The idea was to improve the first five rows by grafting blight resistant
chestnuts, while leaving the other 10 rows to grow wild, as they do in
forest clearings and edges, to demonstrate the difference, with blight
resistant American chestnuts growing beside American chestnuts that have
no blight resistance.
Many
trees had already been lost in the no-resistance rows, and those remaining
were multi-stemmed, with many dead trunks of increasingly larger sizes.
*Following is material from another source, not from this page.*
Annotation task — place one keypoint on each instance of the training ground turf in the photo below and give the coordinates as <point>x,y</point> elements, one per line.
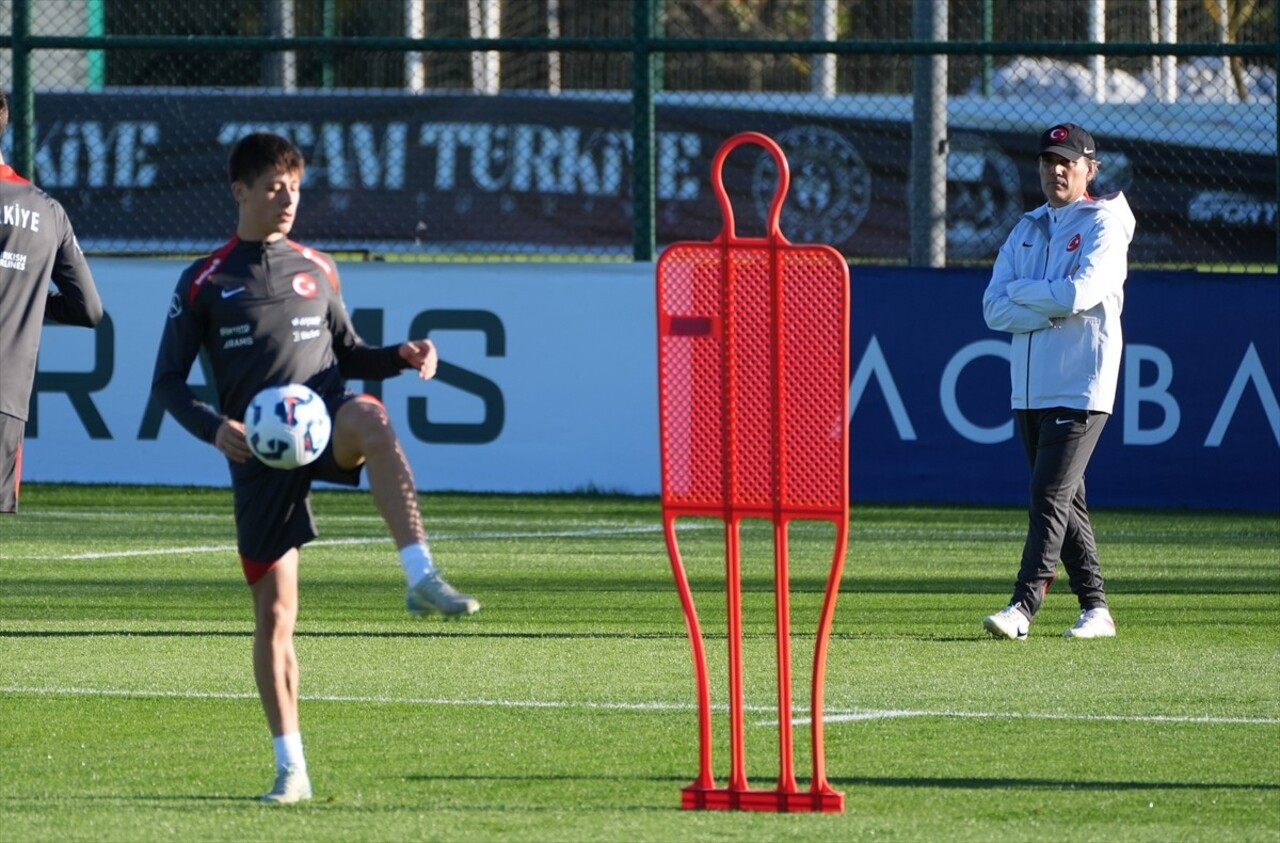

Continuous cycles of blight and death produces hypovirulence
in the blight fungus. The combination of hypovirulence
with the ever-increasing root systems permitted these chestnuts to make
trunks up to eight inches in diameter before the blight killed them. They
gave large annual nut crops which we sent out to nut grafters or as gifts
to be eaten, for as long as we were able to gather this harvest. Not many
years passed before all the invasive species had returned and once again
we abandoned these ten rows. It was too much work, at the bottom of a very
long list. We let the animals have those chestnuts.
Meanwhile,
the five managed rows became a great asset to our breeding program. Miles
and Ruth, growing in the steeply sloping Martin American Chestnut Planting
up on Salt Pond Mountain, first selections from our first generation of
breeding, were making flowers high in the crown, out of reach. We grafted
their scions alternately, in the first two rows, and about 10 grew very
rapidly in the rich soil, in full sun. By 2002, using low branches we made
second-generation intercrosses (planted in the Lesesne)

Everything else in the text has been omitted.